AUD moves into the top of its trading range
Politics aside, Asian markets should see another day of a largely uneventful open. That being said, there is still a degree of event risk today, with the key data point being the Australia September employment report, although this is largely a rates and FX play rather than equities. In this report, the market expects 15,000 net jobs to be created, with economists’ estimates ranging from +30,000 to -7,400. Position wise, the market is net long AUDs, but the holdings are hardly extreme. The implied probability of a cut from the Reserve Bank of Australia (RBA) in the November meeting is a mere 13% and clearly next week’s Q3 CPI is the bigger deal for the market. The AUD itself is actually one of the big talking points overnight, with AUD/USD hitting a high of $0.7729 and continuing to hold the 77c handle.
Technically, my bias on the AUD has moved from being one of a neutral stance to now modestly positive. The pair has broken the April downtrend and has moved firmly into the top of the multi-month trading range and thus a close through $0.7750 (the August high) would pose a bit of a headache for the Reserve Bank. One can put the overnight gain on three factors:
1) Oil prices finding good buyers on a monster drawdown (5.24 million barrels) in the weekly Department of Energy inventory report
2) Implied market volatility falling (the US volatility index or ‘VIX’ is down 6.4%)

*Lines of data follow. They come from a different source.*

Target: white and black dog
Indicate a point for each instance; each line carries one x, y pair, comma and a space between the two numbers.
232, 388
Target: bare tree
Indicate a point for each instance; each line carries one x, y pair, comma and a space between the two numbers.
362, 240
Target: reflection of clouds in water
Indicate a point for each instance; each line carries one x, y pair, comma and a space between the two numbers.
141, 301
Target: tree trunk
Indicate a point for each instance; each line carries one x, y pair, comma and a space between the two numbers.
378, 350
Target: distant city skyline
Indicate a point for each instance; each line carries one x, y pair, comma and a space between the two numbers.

3) A view that the market expects only a 70% chance of another hike in 2017
Boring is good for China
The EEM (emerging market ETF) had a strong gain overnight and would have been a tailwind for the AUD. Whether this was down to yesterday’s China data is unclear, but being boring is good for China and as long as they stay off the front pages of newspapers, then markets will be content. We all know there are serious debt issues in China, and there are ever diminishing returns for the supply of credit, with the September financing numbers failing to lift either the manufacturing PMI data (at 50.4) or yesterday’s industrial production. However, as long as growth is aligned with Xi Jingping’s ‘L-shaped’ growth trajectory and hitting the year-end target of 6.5%, then all seems well.
GBP/AUD is now trading at the lowest levels since May 2013, if you exclude the 7 October GBP ‘flash crash’. GBP is once again the weakest house on the block thanks to some strong and forceful comments from the Germans, who have been reported as saying they are to ‘shut the door to back channels with the UK on Brexit’. Ie. if you play rough, we will bite back just as hard.
Going deeper into the plumbing of the market, we can see BHP’s ADR(American Depositary Receipt) suggests an open 0.6% higher, helped largely by its exposure to crude. CBA is eyeing a move 0.3% higher. The energy sector was by far the standout sector on the S&P 500, so expect to see a similar feat in Australia.